Now, click the execute button (green arrow) or choose the menu 'R Script' -> 'Execute' and
all calculations are done via 'R'. Calculations are done if the text at the lower left status
bar contains 'Last execute error state: OK'. Our result is available via the 'Summaries' menu
as shown in the following screenshot.
```{r randomForestPredResultMenu, echo=FALSE, fig.cap="Random Forest Prediction: Result Menu"}
knitr::include_graphics("imgs/randomForest15.png")
```
This menu opens a dataset with all response columns that are predictable from the chosen random
forest models.
Finally, the 'Cornerstone' workmap with all generated objects looks like the following screenshot.
```{r randomForestPredWorkmap, echo=FALSE, fig.cap="Random Forest: Final Workmap"}
knitr::include_graphics("imgs/randomForest16.png")
```
# Options in the Script Variables Dialog
Some options are exported from the used 'R' method to 'Cornerstone'. Starting from the 'R' analysis
object 'randomForest' you find the 'Script Variables' dialog via the menu 'R Script' -> 'Script
Variables'. The following dialog appears.

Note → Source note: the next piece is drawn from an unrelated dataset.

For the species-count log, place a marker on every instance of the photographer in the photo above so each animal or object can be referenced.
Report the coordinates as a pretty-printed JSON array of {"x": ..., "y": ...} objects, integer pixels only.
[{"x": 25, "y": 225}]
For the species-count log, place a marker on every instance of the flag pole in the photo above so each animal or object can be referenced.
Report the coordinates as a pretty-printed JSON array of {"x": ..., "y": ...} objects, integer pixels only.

```{r randomForestScriptVars, echo=FALSE, fig.cap="Random Forest: Script Variables"}
knitr::include_graphics("imgs/randomForest17.png")
```
## Use Brush as Additional Predictor
During the data exploration phase you probably realize a pattern and want to check its impact on
your responses. By checking 'Use Brush State as Additional Predictor' the current brush selection
is used in the random forest fitting as an additional dichotomous prediction variable. After
brushing observations in a graph or dataset execute the random forest 'R' script and the model is
updated using the brush as predictor variable.
## Only Use Brushed / Non-brushed Rows for Fitting
As an alternative you can use only brushed or non-brushed observations to fit the random forest
model. Hence, after brushing a number of observations it is not necessary to create a 'Cornerstone'
subset to exclude or include specific rows, you can just use this option to fit the random forest
model on the brushed or non-brushed set of rows.

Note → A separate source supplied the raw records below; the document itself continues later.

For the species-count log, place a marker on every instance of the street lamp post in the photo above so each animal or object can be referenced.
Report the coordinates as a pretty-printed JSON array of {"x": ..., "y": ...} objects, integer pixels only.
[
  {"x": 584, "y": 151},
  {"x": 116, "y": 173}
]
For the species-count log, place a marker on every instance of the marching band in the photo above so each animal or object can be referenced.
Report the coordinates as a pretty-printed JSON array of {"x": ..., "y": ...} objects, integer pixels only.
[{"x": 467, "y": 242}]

If you use the option above, this selection is automatically overwritten by the setting 'all' rows.
## Miscellaneous Random Forest Options
Setting 'Number of Trees' to a different value changes the number of trees used to fit the random
forest model.
The option 'Variable Importance Mode' can be changed between 'permutation', 'impurity', and
'impurity_corrected'. The measure is the Gini index for classification and the variance of the
response for regression.
Handling of unordered predictors with the option to choose between 'ignore', 'order', and
'partition'. For 'ignore' all factors are regarded ordered, for 'partition' all possible
2-partitions are considered for splitting. For 'order' and 2-class classification the predictor
levels are ordered by their proportion falling in the second class, for regression by their mean
response. For multi-class classification the predictor levels are ordered by the first principal
component of the weighted covariance matrix of the contingency table. For details take a look into
the documentation of \code{\link[ranger]{ranger}}.